Service-Brewster explique que la Guilde a remporté sa cause en invoquant un point mineur, mais que cette victoire devrait inciter les autres locaux à examiner les clauses de leur convention, tout spécialement dans des provinces telles que la Colombie-Britannique, où les lois sur les droits de la personne permettent la discrimination fondée sur l’âge.

En étudiant l’historique des négociations au Times-Colonist, l’arbitre a conclu à l’existence d’une pratique, pour les employés, de travailler après avoir atteint 65 ans. «L’entreprise a réalisé qu’elle devait obtenir l’accord de la Guilde avant de forcer les mises à la retraite».

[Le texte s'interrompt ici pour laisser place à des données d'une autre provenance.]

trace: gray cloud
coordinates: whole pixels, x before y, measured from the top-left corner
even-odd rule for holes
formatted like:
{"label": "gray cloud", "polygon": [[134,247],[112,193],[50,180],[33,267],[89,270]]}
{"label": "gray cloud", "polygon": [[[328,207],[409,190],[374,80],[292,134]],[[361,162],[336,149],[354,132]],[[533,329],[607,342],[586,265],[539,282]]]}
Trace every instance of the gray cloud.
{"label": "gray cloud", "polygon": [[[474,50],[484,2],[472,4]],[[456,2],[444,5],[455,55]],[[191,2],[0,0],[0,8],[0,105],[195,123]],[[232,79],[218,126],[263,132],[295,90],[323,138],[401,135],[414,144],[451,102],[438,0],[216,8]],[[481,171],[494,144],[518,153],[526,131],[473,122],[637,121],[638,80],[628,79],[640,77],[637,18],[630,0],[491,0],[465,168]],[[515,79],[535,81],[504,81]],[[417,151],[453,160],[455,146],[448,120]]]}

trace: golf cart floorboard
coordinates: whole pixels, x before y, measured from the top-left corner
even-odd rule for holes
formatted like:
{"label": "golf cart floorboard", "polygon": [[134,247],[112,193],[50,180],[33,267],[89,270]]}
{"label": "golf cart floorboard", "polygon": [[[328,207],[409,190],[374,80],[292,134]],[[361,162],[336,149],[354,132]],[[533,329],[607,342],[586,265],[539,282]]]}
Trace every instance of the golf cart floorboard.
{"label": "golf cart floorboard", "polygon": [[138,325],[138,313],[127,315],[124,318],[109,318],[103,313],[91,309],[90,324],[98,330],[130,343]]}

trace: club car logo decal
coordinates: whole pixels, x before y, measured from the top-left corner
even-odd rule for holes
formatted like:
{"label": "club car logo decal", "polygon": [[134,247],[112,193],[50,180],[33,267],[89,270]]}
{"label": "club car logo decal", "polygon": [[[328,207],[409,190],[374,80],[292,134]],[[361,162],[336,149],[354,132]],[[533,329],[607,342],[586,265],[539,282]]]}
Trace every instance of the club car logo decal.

Germaine note qu’en 1983, les parties ont adopté une lettre d’entente qui, en échange d’une garantie d’emplois, imposait la retraite obligatoire de tous les employés de l’époque à l’âge de 65 ans. (Cette entente s’applique aujourd’hui à environ 30 membres de la Guilde.)

L’objet de la politique contestée, a écrit l’arbitre, «est d’étendre la retraite obligatoire à tous les employés embauchés depuis 1983.»

Quelques années plus tôt, l’entreprise avait également négocié une «allocation spéciale de retraite» afin d’inciter les employés touchés par des changements technologiques de ne pas continuer à travailler après 65 ans.

Dans le fond, commente Service-Brewster, l’entreprise avait depuis longtemps choisi le véhicule de la négociation collective pour introduire la retraite obligatoire. En s’efforçant en 2004 d’imposer de façon unilatérale la retraite obligatoire aux employés embauchés après 1983, «l’entreprise a tenté de changer ses chevaux pendant la course.»

«La convention collective est conforme à la pratique des employés de pouvoir choisir de continuer de travailler après 65 ans», conclut l’arbitre. «Puisque la convention collective est compatible avec la retraite volontaire, la logique nous dicte qu’une politique de retraite obligatoire va probablement à l’encontre de la convention.»